Always one must return to London. London has as yet no personality. It is not one, but 48. It has hardly yet the external symbols of unity. It does not yet quite know if it is nobler to be the University of London or the University of everyone in the Empire who goes to no other University. Its Colleges are very different from, and often very jealous of, one another. University College is, as truly as anything north of Cambridge, a University. So I suppose is King's. The London School of Economics, the most alive College in the land, is unique and indescribable. The women's Colleges, aristocratic islands midway between one century and the next, preserve a rather aloof femininity. There are Colleges with only day students, and Colleges like Birkbeck with only night. There are Colleges with every faculty and Colleges like Wye with only one. And over them all, like a hen brooding over her chicks, the University crest and the University idea.
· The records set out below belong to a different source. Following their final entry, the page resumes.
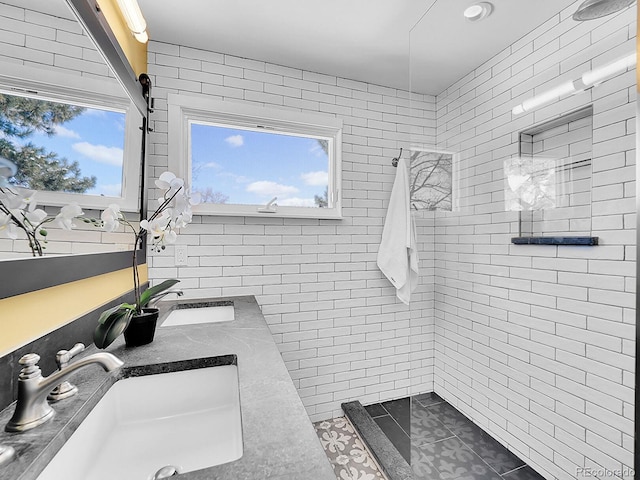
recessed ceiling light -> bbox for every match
[464,2,493,22]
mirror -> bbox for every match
[0,0,142,260]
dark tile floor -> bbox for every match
[365,393,544,480]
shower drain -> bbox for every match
[151,465,180,480]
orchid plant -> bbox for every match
[93,172,200,348]
[0,177,88,257]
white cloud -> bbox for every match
[224,135,244,147]
[217,172,251,183]
[247,180,298,197]
[277,197,316,207]
[72,142,124,166]
[55,125,80,139]
[95,183,122,197]
[300,171,329,187]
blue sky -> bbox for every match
[191,123,328,207]
[24,103,126,196]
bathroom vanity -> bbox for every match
[0,297,335,480]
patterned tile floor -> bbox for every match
[365,393,544,480]
[313,417,386,480]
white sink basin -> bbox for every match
[38,365,242,480]
[162,302,235,327]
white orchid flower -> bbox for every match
[140,211,171,238]
[56,202,84,230]
[24,204,47,226]
[100,203,122,232]
[163,230,178,243]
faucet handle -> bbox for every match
[18,353,42,380]
[56,343,85,368]
[47,343,85,402]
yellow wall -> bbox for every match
[98,0,147,78]
[0,264,148,357]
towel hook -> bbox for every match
[391,148,402,167]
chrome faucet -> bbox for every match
[147,290,184,307]
[5,352,124,432]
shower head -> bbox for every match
[573,0,635,22]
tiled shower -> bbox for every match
[0,0,636,480]
[144,2,636,479]
[149,0,636,479]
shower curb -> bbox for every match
[342,400,414,480]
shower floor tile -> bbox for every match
[365,393,544,480]
[313,417,388,480]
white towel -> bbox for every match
[378,158,418,305]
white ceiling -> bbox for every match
[138,0,581,94]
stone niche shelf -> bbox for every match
[511,237,598,246]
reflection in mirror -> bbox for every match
[0,0,141,259]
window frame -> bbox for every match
[167,93,342,219]
[0,62,142,212]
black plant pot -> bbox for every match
[124,308,158,347]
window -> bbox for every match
[0,61,141,211]
[169,94,342,218]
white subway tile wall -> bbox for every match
[434,1,636,480]
[5,2,636,480]
[0,0,113,80]
[0,0,133,259]
[148,41,435,421]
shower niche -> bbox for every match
[504,106,598,245]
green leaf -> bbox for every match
[98,303,135,324]
[93,307,134,348]
[140,278,180,308]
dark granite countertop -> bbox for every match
[0,297,335,480]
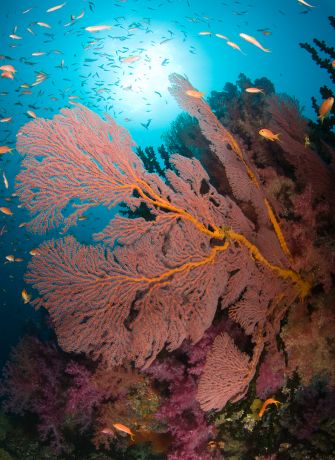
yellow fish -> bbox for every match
[113,423,135,441]
[215,34,229,40]
[318,97,334,123]
[185,89,205,99]
[258,128,280,141]
[258,398,281,417]
[21,289,31,303]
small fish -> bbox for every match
[0,64,16,73]
[21,289,31,304]
[0,145,13,155]
[298,0,315,8]
[258,128,280,141]
[215,34,229,40]
[27,110,37,118]
[304,134,311,149]
[0,206,13,216]
[318,97,334,123]
[36,22,51,29]
[85,26,112,32]
[113,423,135,441]
[244,88,264,94]
[2,171,8,188]
[100,428,115,436]
[185,89,205,99]
[1,71,14,80]
[47,3,66,13]
[227,40,245,54]
[240,33,270,53]
[122,54,141,64]
[258,398,281,417]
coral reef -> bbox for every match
[0,74,335,460]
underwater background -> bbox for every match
[0,0,335,460]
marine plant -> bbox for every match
[13,75,331,420]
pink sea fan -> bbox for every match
[197,333,262,410]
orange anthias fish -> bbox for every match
[258,398,281,417]
[258,128,280,141]
[113,423,135,441]
[0,64,16,73]
[21,289,31,304]
[47,3,66,13]
[85,26,112,32]
[318,97,334,123]
[240,34,270,53]
[0,206,13,216]
[185,89,205,99]
[0,145,13,155]
[215,34,229,40]
[245,88,264,94]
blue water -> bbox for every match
[0,0,335,364]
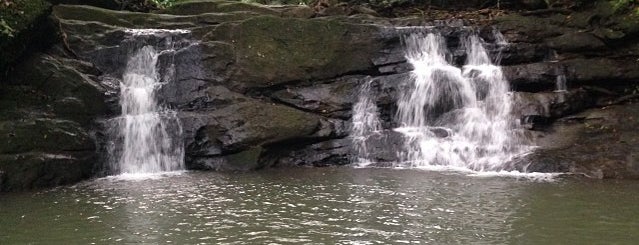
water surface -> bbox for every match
[0,168,639,244]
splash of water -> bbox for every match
[395,33,527,171]
[110,30,184,175]
[351,79,382,167]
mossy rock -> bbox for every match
[208,101,320,152]
[204,16,382,89]
[0,118,95,154]
[0,152,96,192]
[158,0,281,16]
[0,54,107,125]
[0,0,55,71]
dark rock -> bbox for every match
[512,89,595,119]
[158,0,281,16]
[273,139,352,166]
[271,76,366,119]
[502,62,563,91]
[527,104,639,179]
[547,32,606,51]
[189,147,263,171]
[0,0,57,72]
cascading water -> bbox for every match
[352,32,531,171]
[105,30,184,174]
[351,79,382,166]
[396,33,526,171]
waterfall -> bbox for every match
[351,79,382,167]
[352,32,531,171]
[105,29,184,174]
[396,33,525,171]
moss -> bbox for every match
[224,146,263,170]
[216,16,379,87]
[0,0,51,71]
[53,5,136,27]
[160,0,280,15]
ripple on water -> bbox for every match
[0,168,639,244]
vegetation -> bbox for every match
[611,0,639,15]
[0,0,51,71]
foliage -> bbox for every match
[241,0,313,5]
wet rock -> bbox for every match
[0,152,97,191]
[206,16,381,91]
[0,0,57,72]
[547,32,606,51]
[157,0,281,16]
[513,89,595,119]
[502,62,562,91]
[189,147,263,171]
[271,76,366,119]
[272,139,352,166]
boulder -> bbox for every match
[526,104,639,179]
[204,16,382,91]
[0,0,57,72]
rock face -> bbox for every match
[45,1,404,176]
[0,0,639,191]
[0,54,107,191]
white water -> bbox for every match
[352,32,540,174]
[396,33,528,171]
[351,80,382,167]
[111,37,184,176]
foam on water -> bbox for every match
[109,29,188,175]
[353,31,557,179]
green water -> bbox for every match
[0,168,639,244]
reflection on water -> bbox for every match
[0,168,639,244]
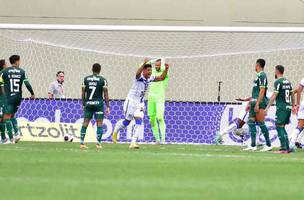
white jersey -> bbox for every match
[298,78,304,119]
[127,74,155,104]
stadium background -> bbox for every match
[0,0,304,143]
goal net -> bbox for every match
[0,25,304,143]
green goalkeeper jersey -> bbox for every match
[274,77,292,109]
[148,66,169,100]
[252,71,268,102]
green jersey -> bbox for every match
[252,71,268,102]
[0,66,27,102]
[82,75,108,105]
[274,77,292,109]
[148,66,169,100]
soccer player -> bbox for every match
[215,98,251,145]
[265,65,294,153]
[290,78,304,150]
[80,63,110,150]
[244,59,272,151]
[0,60,8,144]
[0,55,35,143]
[112,59,169,149]
[148,59,169,144]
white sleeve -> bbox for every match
[300,78,304,87]
[149,76,156,82]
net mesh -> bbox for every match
[0,27,304,144]
[0,30,304,102]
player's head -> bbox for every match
[56,71,64,83]
[0,59,7,71]
[9,55,20,67]
[275,65,285,78]
[255,58,266,72]
[92,63,101,74]
[155,59,161,71]
[143,64,152,78]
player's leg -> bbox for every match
[215,118,246,145]
[289,103,304,149]
[80,106,94,149]
[148,98,160,144]
[276,109,291,153]
[112,100,132,144]
[129,108,144,149]
[95,105,104,150]
[156,100,166,144]
[3,103,15,143]
[244,102,257,151]
[256,103,272,151]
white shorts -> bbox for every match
[298,101,304,119]
[124,99,145,121]
[238,102,249,122]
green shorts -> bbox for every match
[148,98,165,118]
[276,109,291,125]
[249,101,267,118]
[84,102,104,120]
[4,98,22,114]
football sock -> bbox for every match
[290,127,303,147]
[150,116,160,142]
[0,122,6,141]
[259,122,271,147]
[158,117,166,142]
[4,119,14,140]
[248,119,256,147]
[80,126,87,144]
[11,117,19,136]
[97,127,103,144]
[276,126,288,150]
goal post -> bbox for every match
[0,24,304,144]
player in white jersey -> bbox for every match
[289,78,304,150]
[112,59,169,149]
[215,91,272,145]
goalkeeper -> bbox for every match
[148,59,169,144]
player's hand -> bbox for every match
[165,63,169,69]
[106,107,110,115]
[292,105,300,115]
[144,58,150,63]
[254,104,260,113]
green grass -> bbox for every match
[0,142,304,200]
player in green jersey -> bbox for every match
[0,55,35,143]
[0,60,8,144]
[244,59,272,151]
[265,65,295,153]
[80,63,110,150]
[148,59,169,144]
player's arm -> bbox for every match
[235,97,252,102]
[293,84,303,113]
[136,58,149,79]
[154,63,169,82]
[103,81,110,115]
[265,91,279,114]
[23,78,35,99]
[254,76,267,112]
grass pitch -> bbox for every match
[0,142,304,200]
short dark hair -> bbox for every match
[9,55,20,64]
[0,59,5,70]
[256,58,266,69]
[276,65,285,74]
[92,63,101,73]
[144,64,152,69]
[56,71,64,76]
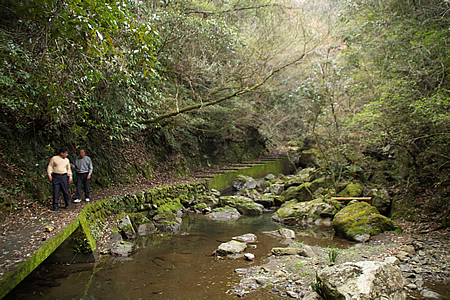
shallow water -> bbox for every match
[6,213,349,299]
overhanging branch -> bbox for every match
[140,53,306,125]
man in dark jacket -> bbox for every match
[73,148,94,202]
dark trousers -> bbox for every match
[75,173,91,199]
[52,174,70,210]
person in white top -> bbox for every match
[47,147,72,211]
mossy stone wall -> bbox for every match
[207,157,292,192]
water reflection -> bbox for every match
[6,213,348,299]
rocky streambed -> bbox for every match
[232,232,450,299]
[97,168,450,299]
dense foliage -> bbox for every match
[0,0,450,223]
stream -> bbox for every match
[5,213,350,299]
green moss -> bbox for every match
[339,183,364,197]
[333,202,396,239]
[194,203,208,210]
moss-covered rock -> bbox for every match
[282,183,312,202]
[339,183,364,197]
[272,198,341,224]
[255,194,284,208]
[333,202,396,241]
[128,213,151,227]
[206,206,241,221]
[233,175,258,191]
[153,211,183,233]
[220,196,264,215]
[367,189,391,215]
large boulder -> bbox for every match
[206,206,241,221]
[367,189,391,215]
[339,183,364,197]
[281,183,312,202]
[214,240,247,255]
[318,261,406,300]
[233,233,258,243]
[284,168,315,188]
[333,202,396,241]
[233,175,258,191]
[282,177,328,202]
[254,193,284,208]
[220,196,264,215]
[272,198,341,224]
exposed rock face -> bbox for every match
[272,245,316,257]
[206,207,241,221]
[220,196,264,215]
[272,199,341,224]
[318,261,406,300]
[333,202,396,241]
[233,175,258,191]
[214,240,247,255]
[111,241,136,257]
[269,183,284,195]
[282,177,327,202]
[138,222,156,235]
[153,213,183,233]
[339,183,364,197]
[117,215,136,239]
[233,233,258,243]
[367,189,391,215]
[278,228,295,239]
[282,183,312,202]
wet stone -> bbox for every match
[420,290,441,299]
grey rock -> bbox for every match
[399,264,411,272]
[138,223,156,235]
[272,198,341,224]
[206,207,241,221]
[298,245,317,257]
[233,175,258,191]
[111,241,136,257]
[244,253,255,261]
[233,233,258,243]
[278,228,295,239]
[384,256,400,266]
[272,247,300,256]
[420,290,441,299]
[117,215,136,239]
[215,240,247,255]
[303,292,322,300]
[264,174,277,181]
[286,291,298,299]
[318,261,406,300]
[220,196,264,215]
[256,277,270,286]
[395,251,409,261]
[353,233,370,243]
[269,183,284,195]
[402,245,416,255]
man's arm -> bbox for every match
[66,158,72,183]
[47,157,53,181]
[87,157,94,179]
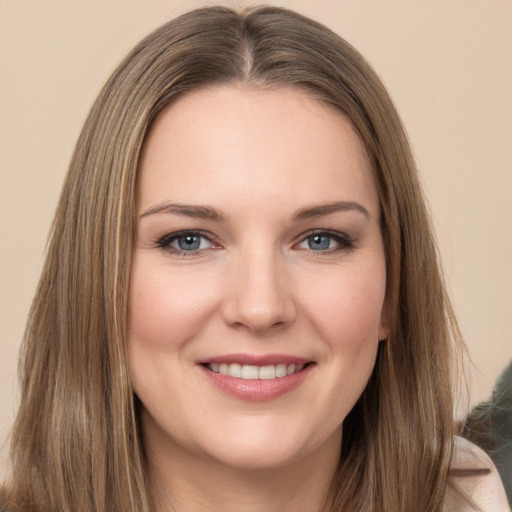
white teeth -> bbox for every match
[276,364,286,377]
[258,365,276,380]
[242,364,258,379]
[228,363,242,379]
[206,363,305,380]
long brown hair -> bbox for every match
[4,7,459,512]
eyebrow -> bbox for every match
[141,201,371,222]
[141,202,227,222]
[292,201,371,221]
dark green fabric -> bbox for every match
[463,361,512,503]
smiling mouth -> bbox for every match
[204,363,311,380]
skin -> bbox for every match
[128,86,387,512]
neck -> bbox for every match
[145,422,341,512]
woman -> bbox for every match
[3,7,503,512]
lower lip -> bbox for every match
[200,364,314,402]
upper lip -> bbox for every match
[198,353,312,366]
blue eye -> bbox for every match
[298,231,353,252]
[156,231,217,255]
[174,235,201,251]
[307,235,333,251]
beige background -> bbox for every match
[0,0,512,470]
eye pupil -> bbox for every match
[308,235,331,251]
[178,235,201,251]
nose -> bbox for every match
[222,250,297,333]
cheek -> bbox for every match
[303,265,386,346]
[128,258,215,350]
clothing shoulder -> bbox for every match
[445,437,510,512]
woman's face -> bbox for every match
[128,86,386,468]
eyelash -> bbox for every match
[155,230,355,258]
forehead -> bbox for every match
[138,86,379,216]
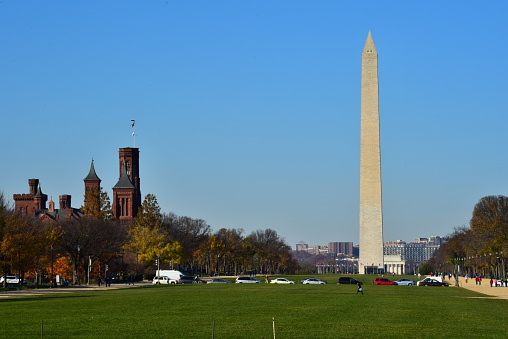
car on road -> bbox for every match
[302,278,328,285]
[372,278,397,285]
[418,278,449,287]
[152,276,178,285]
[235,277,262,284]
[206,278,231,284]
[337,277,363,285]
[270,278,295,284]
[178,275,206,284]
[395,278,416,286]
[0,275,22,284]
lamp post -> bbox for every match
[18,242,21,289]
[2,252,7,288]
[75,245,81,285]
[51,244,56,286]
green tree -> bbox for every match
[469,195,508,252]
[134,194,162,230]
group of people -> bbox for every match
[490,278,508,287]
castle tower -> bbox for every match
[113,147,141,223]
[359,32,384,274]
[83,159,101,212]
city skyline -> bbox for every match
[0,1,508,247]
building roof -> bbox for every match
[84,159,101,180]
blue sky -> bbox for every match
[0,1,508,246]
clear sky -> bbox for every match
[0,0,508,247]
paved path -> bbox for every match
[445,277,508,299]
[0,277,508,299]
[0,281,150,299]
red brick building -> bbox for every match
[13,179,83,220]
[13,147,141,224]
[113,147,141,224]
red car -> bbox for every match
[373,278,397,285]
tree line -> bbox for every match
[422,195,508,278]
[0,188,298,284]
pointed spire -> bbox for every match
[363,31,377,53]
[34,183,42,198]
[84,158,101,180]
[113,162,135,188]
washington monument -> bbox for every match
[358,32,384,274]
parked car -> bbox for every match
[395,278,416,286]
[0,275,22,284]
[270,278,295,284]
[418,278,449,287]
[152,276,178,285]
[206,278,231,284]
[373,278,397,285]
[302,278,328,285]
[337,277,363,285]
[178,275,206,284]
[235,277,262,284]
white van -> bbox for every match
[152,276,178,285]
[155,270,185,284]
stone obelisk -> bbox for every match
[358,32,384,273]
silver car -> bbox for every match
[302,278,328,284]
[206,278,231,284]
[235,277,262,284]
[270,278,295,284]
[395,278,416,286]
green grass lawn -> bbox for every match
[0,275,508,338]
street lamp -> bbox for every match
[18,242,21,289]
[74,245,81,285]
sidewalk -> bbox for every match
[444,277,508,299]
[0,281,150,299]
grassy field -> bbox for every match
[0,275,508,338]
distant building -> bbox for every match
[383,243,439,264]
[13,179,83,220]
[113,147,141,224]
[13,147,141,224]
[328,241,353,257]
[295,241,309,251]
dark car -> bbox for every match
[373,278,397,285]
[337,277,363,285]
[178,275,206,284]
[418,278,448,287]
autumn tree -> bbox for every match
[246,229,291,273]
[126,194,183,274]
[58,216,127,283]
[81,186,113,220]
[162,213,211,266]
[134,194,162,230]
[469,195,508,252]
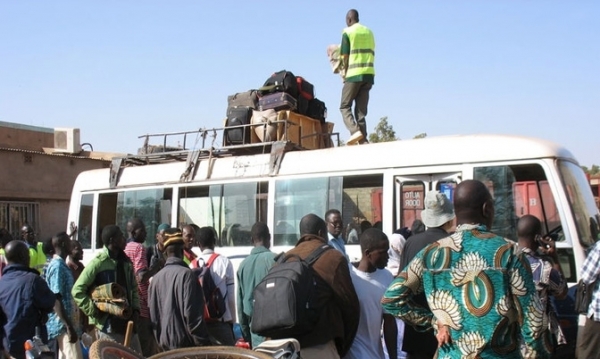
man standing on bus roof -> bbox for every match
[125,218,158,357]
[237,222,276,348]
[325,209,348,260]
[340,9,375,145]
[382,180,551,359]
[21,224,46,274]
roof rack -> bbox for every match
[110,119,339,188]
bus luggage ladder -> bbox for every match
[109,119,318,188]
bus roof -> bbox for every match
[75,134,576,190]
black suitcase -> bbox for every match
[227,90,258,110]
[258,70,299,98]
[258,92,298,111]
[295,96,310,116]
[306,98,327,122]
[223,106,252,146]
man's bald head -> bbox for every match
[346,9,358,26]
[454,180,494,229]
[300,213,327,238]
[4,241,29,266]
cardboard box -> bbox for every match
[277,111,323,150]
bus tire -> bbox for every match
[89,339,144,359]
[148,346,273,359]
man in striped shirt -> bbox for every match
[125,218,157,357]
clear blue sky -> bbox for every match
[0,0,600,166]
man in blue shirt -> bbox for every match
[237,222,275,348]
[0,241,56,358]
[46,232,82,359]
[325,209,348,259]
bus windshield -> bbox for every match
[558,160,600,247]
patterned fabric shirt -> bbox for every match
[581,242,600,322]
[125,240,150,318]
[46,255,81,339]
[382,225,552,359]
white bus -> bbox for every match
[68,135,600,348]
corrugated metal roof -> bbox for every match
[0,147,110,162]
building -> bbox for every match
[0,121,118,239]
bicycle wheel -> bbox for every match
[148,346,273,359]
[89,339,144,359]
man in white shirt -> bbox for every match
[344,228,398,359]
[192,227,236,345]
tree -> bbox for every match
[369,116,399,143]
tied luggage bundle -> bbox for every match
[91,283,132,319]
[250,244,331,339]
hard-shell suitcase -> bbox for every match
[223,106,252,146]
[296,76,315,100]
[258,70,298,98]
[306,98,327,123]
[258,92,298,111]
[227,90,258,110]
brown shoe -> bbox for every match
[346,131,364,145]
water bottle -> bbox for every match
[235,338,250,349]
[25,327,52,359]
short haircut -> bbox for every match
[300,213,327,236]
[325,208,342,221]
[251,222,271,242]
[359,227,388,253]
[102,224,123,246]
[0,228,13,248]
[4,240,29,264]
[196,226,217,248]
[517,214,542,238]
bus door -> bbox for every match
[394,172,462,229]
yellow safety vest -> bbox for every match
[29,242,46,274]
[344,23,375,78]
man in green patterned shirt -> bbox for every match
[382,180,552,359]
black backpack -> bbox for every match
[250,244,331,339]
[575,280,596,315]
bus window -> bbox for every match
[182,185,223,239]
[473,163,565,240]
[178,182,267,246]
[340,174,383,246]
[96,192,119,249]
[221,182,267,246]
[400,181,425,232]
[77,193,94,249]
[558,161,600,247]
[272,177,330,246]
[96,188,173,248]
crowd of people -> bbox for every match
[0,180,600,359]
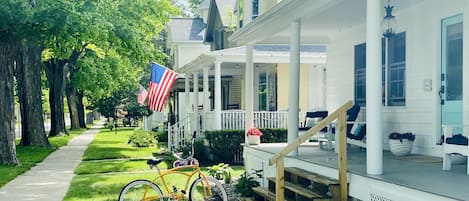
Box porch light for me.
[383,0,396,38]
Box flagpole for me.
[151,61,186,78]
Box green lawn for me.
[64,128,244,201]
[0,129,85,187]
[83,128,160,160]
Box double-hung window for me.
[354,32,406,106]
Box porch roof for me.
[229,0,422,46]
[178,45,326,73]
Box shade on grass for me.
[75,160,168,175]
[0,129,85,187]
[83,128,159,160]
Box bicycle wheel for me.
[189,177,228,201]
[119,180,163,201]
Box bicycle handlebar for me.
[172,131,197,160]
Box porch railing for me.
[269,101,353,201]
[168,110,305,151]
[221,110,290,129]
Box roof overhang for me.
[178,46,326,73]
[229,0,422,46]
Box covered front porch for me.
[244,143,469,201]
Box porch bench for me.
[443,132,469,175]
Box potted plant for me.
[389,132,415,156]
[207,163,233,184]
[235,170,262,197]
[246,128,262,145]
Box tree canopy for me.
[0,0,178,163]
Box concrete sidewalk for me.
[0,122,103,201]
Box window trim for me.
[353,31,408,108]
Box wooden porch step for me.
[252,187,331,201]
[285,167,339,186]
[267,177,331,200]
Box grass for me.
[0,129,85,187]
[64,128,244,201]
[83,128,159,161]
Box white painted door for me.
[439,15,463,134]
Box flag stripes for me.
[137,84,148,105]
[148,63,177,111]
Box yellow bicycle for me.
[119,136,228,201]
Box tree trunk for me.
[16,42,50,147]
[77,91,86,128]
[0,36,19,165]
[65,77,80,130]
[46,59,68,136]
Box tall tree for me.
[16,40,50,147]
[0,34,18,164]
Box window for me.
[355,43,366,106]
[354,32,406,106]
[387,32,405,106]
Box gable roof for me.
[215,0,236,26]
[168,18,206,42]
[205,0,236,42]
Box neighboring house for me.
[166,0,326,149]
[229,0,469,200]
[205,0,236,51]
[167,17,210,124]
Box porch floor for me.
[250,143,469,200]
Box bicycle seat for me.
[147,158,164,166]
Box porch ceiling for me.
[178,45,326,74]
[229,0,422,45]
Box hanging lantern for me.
[383,0,396,38]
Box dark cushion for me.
[347,124,366,140]
[446,134,468,145]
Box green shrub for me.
[207,163,233,184]
[128,130,158,147]
[156,131,168,142]
[205,129,287,163]
[235,172,259,197]
[194,139,209,164]
[205,130,244,163]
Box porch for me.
[168,110,306,150]
[247,143,469,201]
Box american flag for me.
[137,84,148,105]
[148,63,177,112]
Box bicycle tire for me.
[189,177,228,201]
[119,180,163,201]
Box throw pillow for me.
[350,123,363,136]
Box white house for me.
[229,0,469,200]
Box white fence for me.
[168,110,305,150]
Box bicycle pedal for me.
[147,158,164,166]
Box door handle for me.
[438,86,445,105]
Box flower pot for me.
[248,135,261,145]
[389,139,413,156]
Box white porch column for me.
[243,1,253,25]
[287,19,301,156]
[244,44,254,144]
[366,0,383,175]
[193,72,200,136]
[214,61,221,130]
[182,76,192,118]
[203,67,210,112]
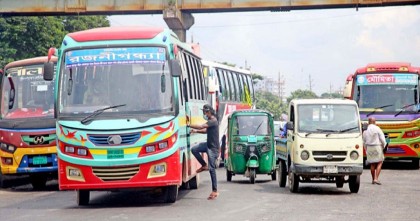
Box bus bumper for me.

This diversity of type in the University world is probably well recognised nominally, but it does not seem to be accepted as a basis of thought upon University matters. We still accept the standards of Oxford and Cambridge in the last century and use them to judge the very different types of institution to which we have since given the same name. We recognise that technical necessities require us to develop new courses and live under rather different conditions, but we do it grudgingly as if we were departing from the ideal. We still strive after the decor of the old. We assume that the traditional technique, the lectures and examinations, the monkish conduct, the scholastic habits of thought, are good for the old and for the new, for the artist and the engineer, for Leeds and for Exeter. We assume also that Unions. Presidents, debates and magazines, must be the central features of student life in all these different types of institution. We accept everywhere the old ideal of the student life. Even where the University has put on the clothes of the town, the student will retain the gown of the student. We may find it difficult to foster the gentler arts in the newer and harsher atmosphere, but we organise them and make up societies for their encouragement. We assume that this is good. Flowers have grown in Cambridge, then flowers shall grow in Leeds. We are all Universities, University students have societies. University societies are concerned with talking and writing and acting and running things, then we must run things, and talk, and have societies and be really University-students. It never enters our heads that it may all be a case of "Non sequitur." The word University has gone to our heads like an old wine; and we try to pour the old wine of the traditional University into the new bottles, the very different bottles, that are now called Universities.